O delegado-geral da Polícia Civil do Acre, José Henrique Maciel, afirmou que o caso será tratado como prioridade e contará com uma ampla força-tarefa, por se tratar de um crime que atinge diretamente a população usuária do Sistema Único de Saúde (SUS). Segundo ele, a revenda de medicamentos que deveriam ser distribuídos gratuitamente é considerada extremamente grave, pois compromete o abastecimento das unidades públicas de saúde.
“A operação faz parte de uma investigação que já vem sendo realizada há alguns meses, a pedido do secretário de Saúde. Solicitamos apoio da nossa delegacia especializada e, hoje pela manhã, houve esse primeiro desfecho, com a ação de busca e apreensão. O governo do Estado não compactua com esse tipo de situação”, declarou.
José Henrique Maciel não descarta a hipótese de que o esquema envolva uma organização criminosa. De acordo com o delegado-geral, há indícios de participação de várias pessoas, inclusive servidores ligados à Secretaria de Estado de Saúde do Acre (Sesacre).
“Temos provas de que existem mais envolvidos e de que pode se tratar de uma quadrilha. Com certeza, há participação de várias pessoas, inclusive dentro da Sesacre”, afirmou.
Segundo a PCAC, na casa funcionava uma farmácia clandestina e o homem preso seria o receptador da medicação.

O delegado Igor Brito, responsável pelo caso, afirmou que o cumprimento do mandado de busca e apreensão confirmou as suspeitas levantadas ao longo da investigação.
“A Polícia Civil deu cumprimento a um mandado de busca e apreensão nesta residência e logramos êxito em apreender diversos medicamentos. Vamos continuar investigando para desmontar esse sistema de desvio de medicamentos que seriam destinados à população”, disse em entrevista.
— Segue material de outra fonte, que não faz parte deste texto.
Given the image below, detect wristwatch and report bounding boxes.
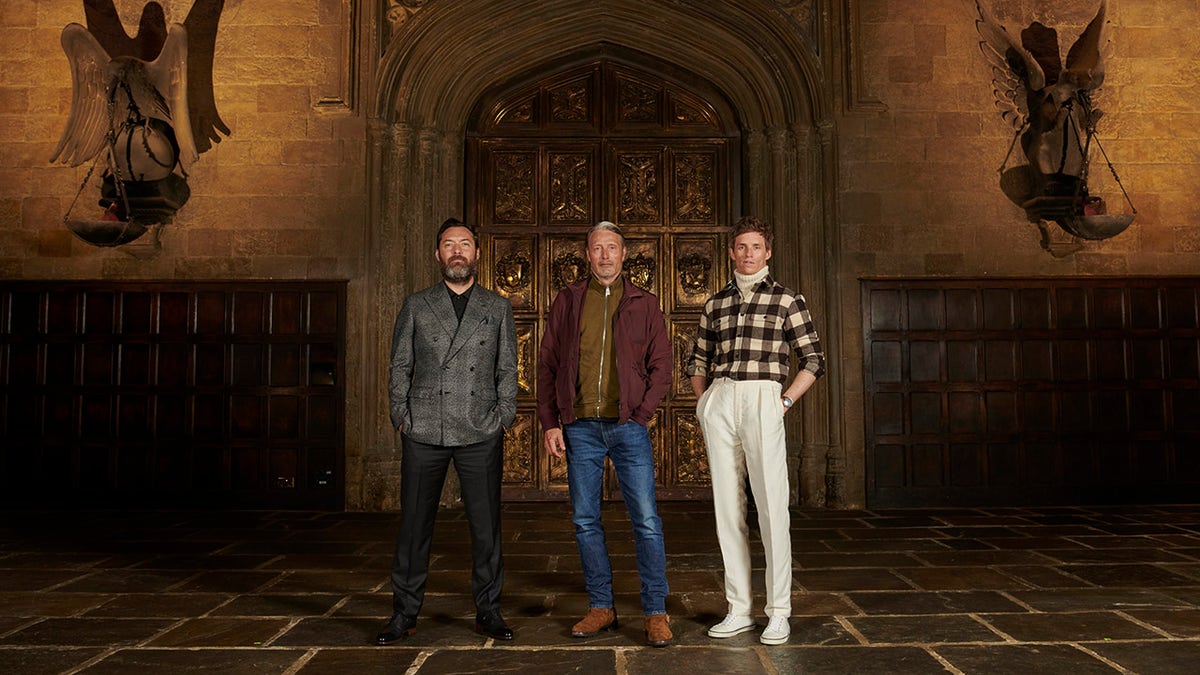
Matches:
[782,396,794,408]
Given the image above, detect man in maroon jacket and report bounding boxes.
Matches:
[537,221,674,647]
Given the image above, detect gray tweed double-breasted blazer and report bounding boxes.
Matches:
[388,282,518,447]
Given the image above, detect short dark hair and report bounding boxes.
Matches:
[728,216,773,250]
[436,217,478,246]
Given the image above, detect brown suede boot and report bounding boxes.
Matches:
[571,607,618,637]
[644,613,673,647]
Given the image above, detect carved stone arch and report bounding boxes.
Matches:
[467,44,742,141]
[358,0,849,509]
[374,0,826,130]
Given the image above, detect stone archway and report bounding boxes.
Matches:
[357,0,847,510]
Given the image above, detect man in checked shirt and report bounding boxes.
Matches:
[686,216,826,646]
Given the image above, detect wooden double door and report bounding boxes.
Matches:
[468,58,740,500]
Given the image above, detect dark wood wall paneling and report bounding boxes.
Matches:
[0,282,346,508]
[862,278,1200,507]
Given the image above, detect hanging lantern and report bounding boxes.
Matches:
[111,117,178,183]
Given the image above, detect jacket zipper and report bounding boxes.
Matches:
[596,284,609,417]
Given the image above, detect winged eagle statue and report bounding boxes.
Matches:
[51,0,228,246]
[973,0,1134,242]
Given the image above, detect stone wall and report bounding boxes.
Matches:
[843,0,1199,271]
[0,0,366,276]
[835,0,1200,500]
[0,1,371,506]
[2,0,1197,510]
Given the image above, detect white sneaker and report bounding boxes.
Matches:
[759,616,790,645]
[707,614,756,638]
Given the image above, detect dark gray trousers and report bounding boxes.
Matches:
[389,431,504,618]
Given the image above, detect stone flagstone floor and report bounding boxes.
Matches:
[1,502,1199,673]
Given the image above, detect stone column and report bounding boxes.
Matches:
[361,122,468,510]
[359,121,413,511]
[815,119,847,509]
[346,118,395,510]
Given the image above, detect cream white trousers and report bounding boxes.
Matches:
[696,377,792,619]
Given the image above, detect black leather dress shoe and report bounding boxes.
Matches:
[375,614,417,645]
[475,609,514,640]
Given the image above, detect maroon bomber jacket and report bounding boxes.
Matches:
[536,276,672,430]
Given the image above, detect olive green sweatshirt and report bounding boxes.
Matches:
[574,276,623,419]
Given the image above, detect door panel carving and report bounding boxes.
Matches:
[671,234,721,310]
[549,151,594,223]
[490,150,537,224]
[616,75,660,124]
[502,413,536,486]
[670,318,700,400]
[489,235,536,309]
[470,59,736,500]
[623,238,659,296]
[671,410,710,486]
[673,151,717,223]
[550,78,592,123]
[513,320,536,399]
[615,150,662,224]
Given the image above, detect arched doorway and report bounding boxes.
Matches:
[362,0,848,510]
[467,53,740,500]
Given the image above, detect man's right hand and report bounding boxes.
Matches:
[544,428,566,458]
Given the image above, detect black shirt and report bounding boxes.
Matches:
[447,283,473,323]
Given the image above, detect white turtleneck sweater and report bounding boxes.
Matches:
[734,266,770,302]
Ainda de acordo com o delegado, as investigações seguem sob sigilo, mas já há a certeza de que outras pessoas estão envolvidas no esquema. “Temos plena e absoluta ciência de que a pessoa presa não agia sozinha. Vamos continuar as diligências para identificar todos os envolvidos e apresentar uma resposta positiva para a população”, afirmou.
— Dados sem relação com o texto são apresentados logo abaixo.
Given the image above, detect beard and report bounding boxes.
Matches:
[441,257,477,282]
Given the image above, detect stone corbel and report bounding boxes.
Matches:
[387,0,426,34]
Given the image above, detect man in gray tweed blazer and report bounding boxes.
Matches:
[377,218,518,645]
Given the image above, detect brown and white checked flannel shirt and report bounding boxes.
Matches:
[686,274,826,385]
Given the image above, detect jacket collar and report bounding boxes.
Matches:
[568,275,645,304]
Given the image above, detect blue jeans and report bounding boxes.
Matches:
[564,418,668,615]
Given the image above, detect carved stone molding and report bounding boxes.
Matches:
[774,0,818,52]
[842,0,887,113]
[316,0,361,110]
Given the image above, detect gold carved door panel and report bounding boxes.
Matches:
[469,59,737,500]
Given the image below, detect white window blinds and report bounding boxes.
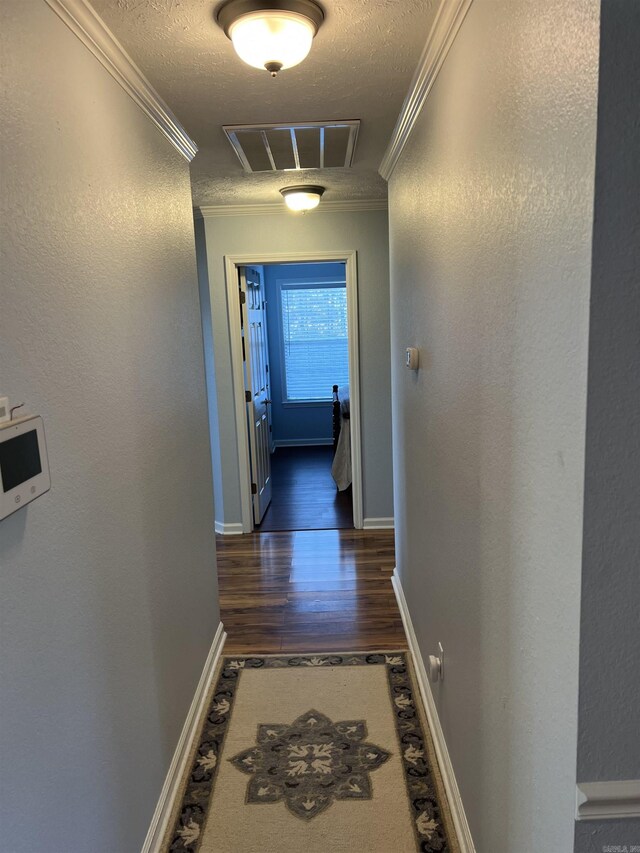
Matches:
[280,283,349,401]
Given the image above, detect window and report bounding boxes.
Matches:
[279,281,349,401]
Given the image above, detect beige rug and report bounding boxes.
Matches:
[164,652,457,853]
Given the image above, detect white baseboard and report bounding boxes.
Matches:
[214,521,244,535]
[273,438,333,447]
[141,622,226,853]
[576,780,640,820]
[363,517,395,529]
[392,570,476,853]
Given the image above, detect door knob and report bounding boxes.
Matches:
[264,399,272,404]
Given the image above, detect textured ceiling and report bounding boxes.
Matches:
[91,0,439,206]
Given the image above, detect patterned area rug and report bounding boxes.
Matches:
[164,652,458,853]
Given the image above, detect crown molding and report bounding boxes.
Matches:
[576,780,640,821]
[379,0,474,181]
[43,0,197,162]
[197,199,388,218]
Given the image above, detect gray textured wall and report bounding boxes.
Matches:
[0,3,219,850]
[198,209,393,526]
[387,0,599,850]
[575,1,640,849]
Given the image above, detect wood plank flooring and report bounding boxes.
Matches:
[257,446,353,532]
[217,528,407,654]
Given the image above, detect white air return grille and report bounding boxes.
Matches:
[223,121,360,172]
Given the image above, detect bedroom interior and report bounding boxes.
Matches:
[247,260,354,532]
[214,257,357,533]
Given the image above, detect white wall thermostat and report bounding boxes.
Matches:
[405,347,420,370]
[0,415,51,521]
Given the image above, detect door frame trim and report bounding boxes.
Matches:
[224,250,363,533]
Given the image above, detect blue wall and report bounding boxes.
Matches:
[264,262,346,445]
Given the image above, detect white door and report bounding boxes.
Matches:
[239,266,272,525]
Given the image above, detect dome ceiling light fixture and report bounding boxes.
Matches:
[215,0,325,77]
[280,185,325,212]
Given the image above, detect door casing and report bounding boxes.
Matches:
[224,250,363,533]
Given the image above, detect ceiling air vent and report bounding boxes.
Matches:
[223,121,360,173]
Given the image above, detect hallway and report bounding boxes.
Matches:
[217,528,406,654]
[3,1,639,850]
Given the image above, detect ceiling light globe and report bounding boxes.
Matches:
[280,185,325,212]
[229,11,315,73]
[283,191,320,211]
O delegado destacou ainda que a quantidade de medicamentos apreendidos é expressiva e que o material pode ter causado um prejuízo superior a R$ 1 milhão aos cofres públicos. “É uma estimativa conservadora. Eu mesmo tentei quantificar e cheguei a um valor em torno de R$ 1 milhão, mas acreditamos que esse montante possa ultrapassar essa cifra”, acrescentou Brito.
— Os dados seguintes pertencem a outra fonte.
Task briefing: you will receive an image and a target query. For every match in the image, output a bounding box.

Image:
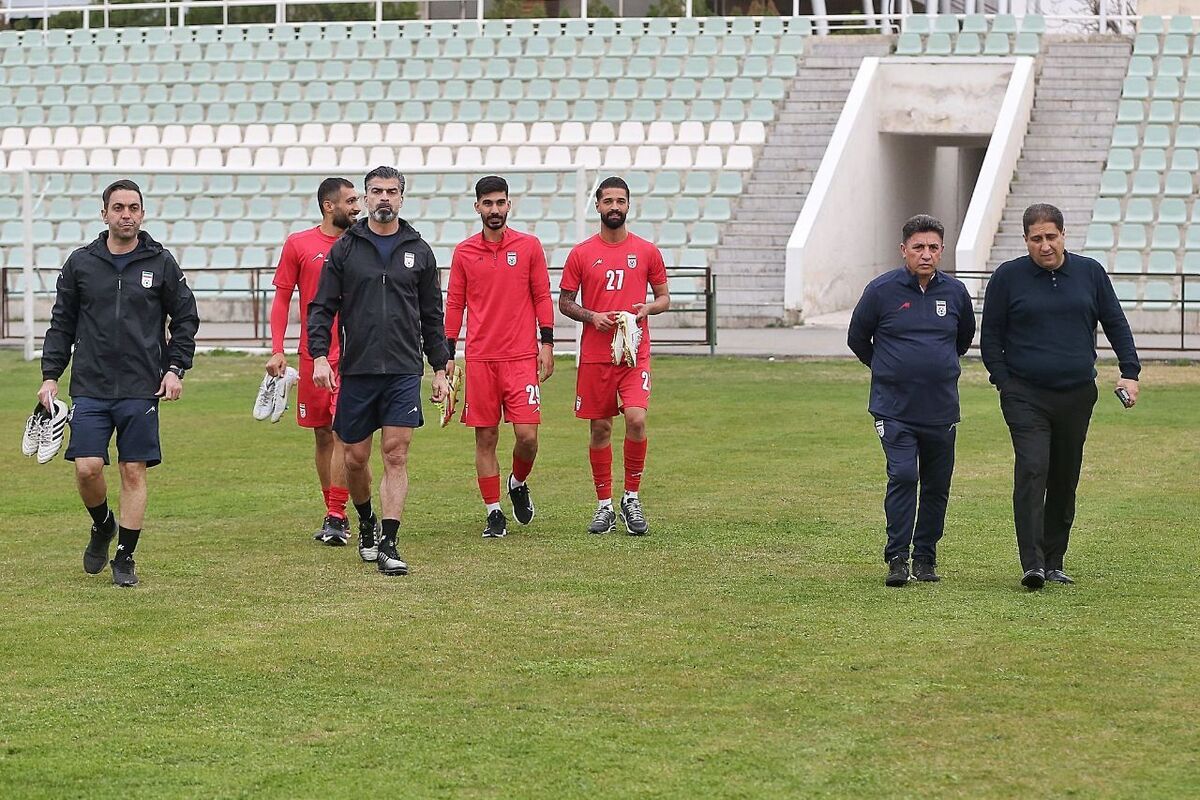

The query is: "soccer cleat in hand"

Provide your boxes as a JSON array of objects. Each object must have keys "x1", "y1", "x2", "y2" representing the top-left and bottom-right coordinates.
[
  {"x1": 252, "y1": 372, "x2": 277, "y2": 421},
  {"x1": 21, "y1": 403, "x2": 44, "y2": 457},
  {"x1": 271, "y1": 367, "x2": 299, "y2": 423},
  {"x1": 434, "y1": 364, "x2": 464, "y2": 428},
  {"x1": 37, "y1": 399, "x2": 69, "y2": 464},
  {"x1": 610, "y1": 311, "x2": 641, "y2": 367}
]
Entre os itens apreendidos estavam sondas utilizadas por pacientes com bolsa de colostomia, hemodializadores empregados em tratamentos de hemodiálise e medicamentos oncológicos, considerados caros e de difícil acesso na rede pública. Devido ao grande volume de material, foi necessário o uso de um caminhão-baú para transportar os itens até um local adequado, onde passarão por perícia.
Após a prisão em flagrante, o idoso foi encaminhado ao Departamento de Investigações Criminais (Deic) e, posteriormente, apresentado à Delegacia de Flagrantes (Defla), onde permanece à disposição da Justiça. As investigações continuam para identificar outros possíveis envolvidos no esquema.
Próximos passos
O secretário de Estado de Saúde, Pedro Pascoal, informou que os medicamentos apreendidos passarão por um processo de rastreamento a partir dos números de série, o que permitirá identificar a origem de cada item e o caminho percorrido até a revenda irregular.
De acordo com o titular da Sesacre, os levantamentos iniciais indicam que os medicamentos podem ter sido desviados de unidades estratégicas da rede pública, como o Pronto-Socorro de Rio Branco, a Fundação Hospitalar do Acre (Fundhacre), a Maternidade Bárbara Heliodora e as Unidades de Pronto Atendimento (UPAs).
“Trata-se de um trabalho iniciado há algum tempo, e o mérito é do governo do Estado, por meio da Polícia Civil do Acre. Graças a esse esforço, estamos começando a localizar as medicações que deveriam estar sendo aplicadas aos pacientes”, concluiu Pedro Pascoal.
As investigações seguem em andamento e novas fases da operação não estão descartadas.